Dopo il primo contatto, che è gratuito, ci sono i colloqui di orientamento, che possono essere svolti con singoli individui, coppie, famiglie, adolescenti. Non ci sono liste d’attesa, entro una settimana si accede al primo appuntamento. “Questi primi incontri (mai più di cinque) servono a capire insieme alla persona cosa gli sta succedendo e quali sono le sue risorse per fronteggiare il problema. Al contrario del colloquio diagnostico classico – prosegue De Berardinis – quando la persona esce da qui sa qualcosa di più su di sé. Qui non si fa terapia, se non in un secondo momento. Accoglienza significa stare sulla domanda, sulla questione che la persone ci presenta quando ci contatta”. La psicoterapia, poi, viene eventualmente consigliata in un secondo momento, in base alle esigenze dell’utente.

Peculiarità del servizio è la prospettiva “laica”, non nel senso religioso del termine, ma rispetto ai vari orientamenti teorici della psicologia e alle decine di approcci delle scuole di psicoterapia che nell’ultimo decennio si sono moltiplicate. “Le persone portano questioni e problemi, non portano diagnosi. Solo in questo modo si possono cogliere le potenzialità che ci indirizzano sul da farsi”. Questo approccio si trova in linea con le più recenti scoperte scientifiche nel campo del disagio mentale, che convergono tutte verso il riconoscimento di una spiegazione multifattoriale della patologia. La risposta a un sistema complesso di variabili (genetiche, biologiche, sociali, psicologiche, psicodinamiche) che si intrecciano tra loro generando uno schema unico e irripetibile deve essere a sua volta complessa e non preordinata.

I colloqui di orientamento hanno il costo del ticket regionale, circa 35 euro nel Lazio, e non serve l’impegnativa del medico di base. “Per il 2014 stiamo immaginando un’attenzione in più verso le fasce più fragili (ad esempio gli adolescenti con poche risorse, o gli anziani, o le persone che hanno perso il lavoro) rispetto ai costi. L’obiettivo dovrebbe essere quello di potersi curare con 60 euro mensili di spesa”.

Fuori, il costo di una seduta di psicoterapia oscilla per legge tra i 40 e i 140 euro. In media se ne pagano 80. Se si pensa che si tratta di un processo lungo nel tempo, risulta difficile comprendere come mai il costo arriva a sfiorare quello delle visite specialistiche che invece si fanno una tantum. “Non lo trovo coerente. C’è ancora molto da fare dal punto di vista della deontologia – spiega la coordinatrice – poi non è sempre vero che pagare di più significhi avere più attenzione e più qualità. La verità è che in questo settore manca un processo di verifica, non tanto sull’efficacia finale, sull’esito di un trattamento, quanto sulla salute globale di una persona. Anche questa è un’area ancora tutta da immaginare”.

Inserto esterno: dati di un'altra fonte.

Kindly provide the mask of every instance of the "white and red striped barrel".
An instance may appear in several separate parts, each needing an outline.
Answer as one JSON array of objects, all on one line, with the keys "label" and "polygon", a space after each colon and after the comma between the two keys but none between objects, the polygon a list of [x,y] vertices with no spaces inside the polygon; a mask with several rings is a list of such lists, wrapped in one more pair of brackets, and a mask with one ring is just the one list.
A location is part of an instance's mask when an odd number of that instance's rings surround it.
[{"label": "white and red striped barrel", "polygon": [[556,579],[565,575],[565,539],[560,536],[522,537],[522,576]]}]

La differenza con la psicoterapia prevista nel contesto della Asl è la struttura per settori (geriatrico, adolescenza, ecc) di quest’ultima. “Quello che ci fa fidare poco del pubblico rispetto al privato è la trasandatezza. Poi ci sono le liste d’attesa, e manca il lavoro di orientamento sulla domanda. Non è detto che la persona possa usufruire in maniera realistica dell’offerta di cura”.

La Psicologia, per sua natura, si occupa del rapporto che l’individuo ha con il suo ambiente. Il servizio è fatto da psicologi, anche se in stretta collaborazione con medici, psichiatri e clinici. Rispetto agli anni Settanta è quasi scomparso il dibattito su psichiatria, cura e salute. “In questi anni abbiamo sviluppato di più la dimensione di cura che non la dimensione dell’attenzione psicosociale di questo fenomeno, della crisi dentro i contesti sociali. E la psichiatria è andata verso la medicina”.